Just a couple of things.
1. I think we can stand down on any concerns that a power conference team or Wichita State (or VCU, who can't play Duke anyway) will fall to a 12. There are no longer any power conference teams listed as 12s on the bracket matrix, since one-bid leagues now fill every spot from 12 to 16 as well as an 11 (most likely UALR). It's somewhat likelier, though still really unlikely, that Duke would drop to a 6. If so, everything is on the table--this field has about a dozen teams that are plausible 11 seeds.

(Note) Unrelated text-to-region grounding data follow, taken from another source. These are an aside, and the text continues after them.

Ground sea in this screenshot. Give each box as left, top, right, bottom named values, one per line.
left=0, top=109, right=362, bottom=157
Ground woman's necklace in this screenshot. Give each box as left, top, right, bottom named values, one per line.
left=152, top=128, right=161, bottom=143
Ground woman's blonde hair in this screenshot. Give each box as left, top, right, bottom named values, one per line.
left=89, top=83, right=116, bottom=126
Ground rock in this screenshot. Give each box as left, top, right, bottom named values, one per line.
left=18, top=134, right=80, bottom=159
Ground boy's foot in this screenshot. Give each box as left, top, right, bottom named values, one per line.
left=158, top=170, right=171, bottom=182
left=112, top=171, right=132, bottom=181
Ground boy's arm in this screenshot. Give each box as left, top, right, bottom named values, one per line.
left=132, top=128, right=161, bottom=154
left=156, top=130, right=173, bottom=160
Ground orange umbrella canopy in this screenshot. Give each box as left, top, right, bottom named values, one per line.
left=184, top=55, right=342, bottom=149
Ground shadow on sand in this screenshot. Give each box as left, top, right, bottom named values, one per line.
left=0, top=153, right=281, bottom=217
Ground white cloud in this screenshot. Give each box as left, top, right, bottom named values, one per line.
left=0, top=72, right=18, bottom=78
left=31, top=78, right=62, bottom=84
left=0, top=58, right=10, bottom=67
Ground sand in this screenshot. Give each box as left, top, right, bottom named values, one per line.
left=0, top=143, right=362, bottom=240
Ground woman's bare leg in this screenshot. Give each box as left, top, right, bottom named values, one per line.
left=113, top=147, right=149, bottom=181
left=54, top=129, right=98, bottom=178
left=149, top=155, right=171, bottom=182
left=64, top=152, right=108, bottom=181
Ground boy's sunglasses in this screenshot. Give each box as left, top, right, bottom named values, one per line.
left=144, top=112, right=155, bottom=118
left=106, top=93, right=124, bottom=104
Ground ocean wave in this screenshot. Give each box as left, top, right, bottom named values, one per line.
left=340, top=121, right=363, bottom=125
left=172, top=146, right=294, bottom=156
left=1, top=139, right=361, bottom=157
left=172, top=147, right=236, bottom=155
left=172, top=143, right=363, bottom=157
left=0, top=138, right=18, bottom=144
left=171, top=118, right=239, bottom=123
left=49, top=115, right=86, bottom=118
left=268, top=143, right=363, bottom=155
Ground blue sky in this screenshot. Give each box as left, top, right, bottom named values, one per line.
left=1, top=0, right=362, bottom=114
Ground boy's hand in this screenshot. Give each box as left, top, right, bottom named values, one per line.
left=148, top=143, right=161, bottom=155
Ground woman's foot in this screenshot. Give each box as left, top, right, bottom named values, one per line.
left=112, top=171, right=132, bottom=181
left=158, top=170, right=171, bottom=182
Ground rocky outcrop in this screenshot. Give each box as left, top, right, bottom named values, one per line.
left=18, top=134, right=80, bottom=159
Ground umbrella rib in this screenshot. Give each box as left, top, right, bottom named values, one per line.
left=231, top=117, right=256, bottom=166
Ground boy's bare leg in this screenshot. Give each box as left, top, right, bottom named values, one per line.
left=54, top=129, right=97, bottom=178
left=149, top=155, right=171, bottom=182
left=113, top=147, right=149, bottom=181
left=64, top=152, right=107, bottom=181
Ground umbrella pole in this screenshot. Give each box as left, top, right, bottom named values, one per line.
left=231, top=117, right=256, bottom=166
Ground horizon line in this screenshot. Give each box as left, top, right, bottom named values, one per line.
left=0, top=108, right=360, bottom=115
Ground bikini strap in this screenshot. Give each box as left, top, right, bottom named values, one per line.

2. There are four plausible first round sites for Duke as a 4-5 seed, since Raleigh/Des Moines/St. Louis/Brooklyn will all be taken up by teams seeded 1-3. If Duke is a 4, my hunch is they would get Providence (based on geography) or Denver (to help fill up the 19,000 seat arena). If Duke's a 5, then they go where the 4 goes: Providence if it's Maryland, OKC if it's TAMU, Denver if it's Utah, etc. I don't want Denver--the thought of Marshall playing his 35-40 minutes at high altitude is awful.
3. Some people are talking about Duke being in UNC's region or Virginia's, which I guess does not violate any bracket principle, but it seems highly unlikely to me. That leaves only Kansas' Midwest region or MSU's West region. So I would say it's like an 85-90% chance Duke is a 4/5 in the Midwest or West, with 5 way more likely than 4.